Visualmente, o filme impressiona com o uso de locações reais em Recife, como a Vila Santo Antônio, no bairro da Boa Vista, que contribui para o realismo das situações. Mendonça alterna momentos de tensão e lirismo, conduzindo o espectador por uma jornada que mistura o absurdo e o cotidiano.
No entanto, o desfecho divide opiniões. A mudança brusca de tom e linguagem rompe com a estrutura narrativa estabelecida e pode causar estranhamento. Ainda assim, o final sugere uma metáfora sobre a incapacidade do Brasil de encarar sua própria história recente.

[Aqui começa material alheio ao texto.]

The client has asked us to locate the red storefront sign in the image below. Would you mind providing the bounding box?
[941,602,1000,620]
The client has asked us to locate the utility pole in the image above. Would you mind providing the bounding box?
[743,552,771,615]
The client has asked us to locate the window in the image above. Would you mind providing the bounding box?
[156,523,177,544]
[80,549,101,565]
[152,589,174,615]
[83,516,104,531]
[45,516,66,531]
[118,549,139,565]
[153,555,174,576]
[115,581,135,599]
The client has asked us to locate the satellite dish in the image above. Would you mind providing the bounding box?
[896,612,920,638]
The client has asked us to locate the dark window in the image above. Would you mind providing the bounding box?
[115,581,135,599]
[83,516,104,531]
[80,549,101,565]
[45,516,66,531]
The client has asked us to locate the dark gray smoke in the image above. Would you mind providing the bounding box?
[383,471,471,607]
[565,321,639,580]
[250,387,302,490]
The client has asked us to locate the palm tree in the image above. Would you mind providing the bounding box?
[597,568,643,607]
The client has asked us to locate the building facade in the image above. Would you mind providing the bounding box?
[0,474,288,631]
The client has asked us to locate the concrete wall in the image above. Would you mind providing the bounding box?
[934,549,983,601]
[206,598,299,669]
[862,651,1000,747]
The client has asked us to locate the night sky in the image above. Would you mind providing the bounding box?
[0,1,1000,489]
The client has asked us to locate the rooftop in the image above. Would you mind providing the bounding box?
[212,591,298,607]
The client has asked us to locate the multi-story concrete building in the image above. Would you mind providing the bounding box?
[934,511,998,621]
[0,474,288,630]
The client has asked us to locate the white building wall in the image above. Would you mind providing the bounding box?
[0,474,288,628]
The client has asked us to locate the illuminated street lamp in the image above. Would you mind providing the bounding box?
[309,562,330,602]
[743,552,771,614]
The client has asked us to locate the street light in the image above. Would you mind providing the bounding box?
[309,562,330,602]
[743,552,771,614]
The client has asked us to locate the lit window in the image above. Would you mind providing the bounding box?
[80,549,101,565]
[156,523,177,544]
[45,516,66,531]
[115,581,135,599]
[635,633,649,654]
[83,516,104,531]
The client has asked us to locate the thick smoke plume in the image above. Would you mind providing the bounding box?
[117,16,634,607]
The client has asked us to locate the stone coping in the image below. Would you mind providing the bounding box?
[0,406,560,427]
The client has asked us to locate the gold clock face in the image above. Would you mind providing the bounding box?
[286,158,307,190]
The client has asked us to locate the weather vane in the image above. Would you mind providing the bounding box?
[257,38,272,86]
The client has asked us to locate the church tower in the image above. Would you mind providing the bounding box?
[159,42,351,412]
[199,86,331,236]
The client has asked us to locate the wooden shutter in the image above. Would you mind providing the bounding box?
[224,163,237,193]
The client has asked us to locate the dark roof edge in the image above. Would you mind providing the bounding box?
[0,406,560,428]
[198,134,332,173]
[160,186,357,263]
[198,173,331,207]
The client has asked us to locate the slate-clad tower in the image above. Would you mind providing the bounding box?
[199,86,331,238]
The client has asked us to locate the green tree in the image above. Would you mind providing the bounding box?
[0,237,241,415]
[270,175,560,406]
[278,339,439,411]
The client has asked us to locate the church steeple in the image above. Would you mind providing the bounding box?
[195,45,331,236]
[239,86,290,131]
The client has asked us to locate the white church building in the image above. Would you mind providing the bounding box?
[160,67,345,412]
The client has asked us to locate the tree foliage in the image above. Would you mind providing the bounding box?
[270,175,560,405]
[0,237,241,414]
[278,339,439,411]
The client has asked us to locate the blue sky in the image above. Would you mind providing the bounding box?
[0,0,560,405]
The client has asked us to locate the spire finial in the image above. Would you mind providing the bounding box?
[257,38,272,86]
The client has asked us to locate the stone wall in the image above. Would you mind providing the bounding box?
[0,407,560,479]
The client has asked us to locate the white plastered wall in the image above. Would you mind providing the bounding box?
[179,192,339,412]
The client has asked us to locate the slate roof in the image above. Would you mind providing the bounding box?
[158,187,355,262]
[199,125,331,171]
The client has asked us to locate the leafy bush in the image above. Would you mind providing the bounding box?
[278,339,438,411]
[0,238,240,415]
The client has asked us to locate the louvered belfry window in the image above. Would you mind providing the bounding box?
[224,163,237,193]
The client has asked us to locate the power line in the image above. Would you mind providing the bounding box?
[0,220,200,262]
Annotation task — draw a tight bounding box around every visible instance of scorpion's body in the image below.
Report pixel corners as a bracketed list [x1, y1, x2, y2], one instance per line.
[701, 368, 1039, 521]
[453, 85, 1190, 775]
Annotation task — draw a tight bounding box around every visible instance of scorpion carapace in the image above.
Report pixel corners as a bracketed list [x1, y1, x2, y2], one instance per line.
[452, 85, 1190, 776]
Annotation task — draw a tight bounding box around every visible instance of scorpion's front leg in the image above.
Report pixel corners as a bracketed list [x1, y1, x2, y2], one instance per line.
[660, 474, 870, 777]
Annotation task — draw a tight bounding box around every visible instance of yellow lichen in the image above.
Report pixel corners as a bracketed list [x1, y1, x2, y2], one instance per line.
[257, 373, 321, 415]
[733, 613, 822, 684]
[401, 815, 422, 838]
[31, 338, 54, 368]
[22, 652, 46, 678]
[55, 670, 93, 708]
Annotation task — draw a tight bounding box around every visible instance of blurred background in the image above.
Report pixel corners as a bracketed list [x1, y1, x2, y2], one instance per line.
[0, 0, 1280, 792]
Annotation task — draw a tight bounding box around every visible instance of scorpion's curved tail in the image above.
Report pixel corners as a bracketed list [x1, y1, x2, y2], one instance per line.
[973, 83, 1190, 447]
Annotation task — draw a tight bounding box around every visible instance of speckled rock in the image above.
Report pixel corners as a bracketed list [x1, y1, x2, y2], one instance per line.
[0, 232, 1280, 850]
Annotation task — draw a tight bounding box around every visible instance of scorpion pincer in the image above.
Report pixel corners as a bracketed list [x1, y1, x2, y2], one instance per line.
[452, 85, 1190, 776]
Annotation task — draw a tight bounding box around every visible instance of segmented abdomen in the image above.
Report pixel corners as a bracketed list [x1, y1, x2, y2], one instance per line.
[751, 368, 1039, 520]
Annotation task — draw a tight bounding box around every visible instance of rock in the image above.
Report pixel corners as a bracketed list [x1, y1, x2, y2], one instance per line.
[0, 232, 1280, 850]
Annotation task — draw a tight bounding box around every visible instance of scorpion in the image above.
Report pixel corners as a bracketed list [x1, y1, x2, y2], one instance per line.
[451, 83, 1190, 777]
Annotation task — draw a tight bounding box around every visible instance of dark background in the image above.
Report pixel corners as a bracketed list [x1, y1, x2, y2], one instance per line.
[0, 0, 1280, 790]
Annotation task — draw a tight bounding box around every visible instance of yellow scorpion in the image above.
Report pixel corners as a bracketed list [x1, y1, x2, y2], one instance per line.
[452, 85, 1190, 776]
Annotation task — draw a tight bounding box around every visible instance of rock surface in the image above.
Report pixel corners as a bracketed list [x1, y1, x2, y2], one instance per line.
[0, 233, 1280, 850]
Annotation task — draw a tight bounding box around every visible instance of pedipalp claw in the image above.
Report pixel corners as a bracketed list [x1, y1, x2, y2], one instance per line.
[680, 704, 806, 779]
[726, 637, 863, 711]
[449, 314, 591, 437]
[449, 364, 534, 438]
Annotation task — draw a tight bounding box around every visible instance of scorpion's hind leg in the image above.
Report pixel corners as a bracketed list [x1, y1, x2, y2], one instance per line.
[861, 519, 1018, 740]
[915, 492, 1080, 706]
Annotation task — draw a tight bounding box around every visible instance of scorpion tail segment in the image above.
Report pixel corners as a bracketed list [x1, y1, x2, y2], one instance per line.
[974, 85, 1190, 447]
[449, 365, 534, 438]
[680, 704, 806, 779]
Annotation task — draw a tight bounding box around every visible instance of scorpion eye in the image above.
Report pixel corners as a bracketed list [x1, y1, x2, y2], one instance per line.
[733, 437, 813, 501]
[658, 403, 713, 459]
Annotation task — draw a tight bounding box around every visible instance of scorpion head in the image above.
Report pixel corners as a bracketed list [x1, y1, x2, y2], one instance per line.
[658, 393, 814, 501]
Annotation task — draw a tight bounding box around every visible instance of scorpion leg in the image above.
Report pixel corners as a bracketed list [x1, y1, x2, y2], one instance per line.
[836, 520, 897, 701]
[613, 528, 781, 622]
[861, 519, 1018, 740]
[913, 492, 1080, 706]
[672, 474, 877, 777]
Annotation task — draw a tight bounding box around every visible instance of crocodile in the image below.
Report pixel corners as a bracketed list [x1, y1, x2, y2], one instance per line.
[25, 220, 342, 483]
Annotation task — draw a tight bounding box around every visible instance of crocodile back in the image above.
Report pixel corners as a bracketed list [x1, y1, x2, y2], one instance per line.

O vilão, construído de forma mais caricata, é um dos poucos pontos que destoam do refinamento geral da obra.
Com direção segura e um olhar autoral, O Agente Secreto desponta como um forte candidato ao Oscar de 2026 na categoria de Melhor Filme Internacional, ao lado de produções como o norueguês Valor Sentimental, o francês Foi Apenas um Acidente e o sul-coreano No Other Choice. Especialistas de Hollywood também destacam Wagner Moura como um dos possíveis indicados a Melhor Ator — a revista Hollywood Reporter chegou a apontá-lo como favorito.
Até março do próximo ano, quando a cerimônia acontece, muito ainda pode mudar. Mas o lançamento de O Agente Secreto confirma o vigor e a maturidade do cinema brasileiro contemporâneo — um cinema que, mesmo revisitando feridas antigas, encontra novas formas de emocionar e provocar.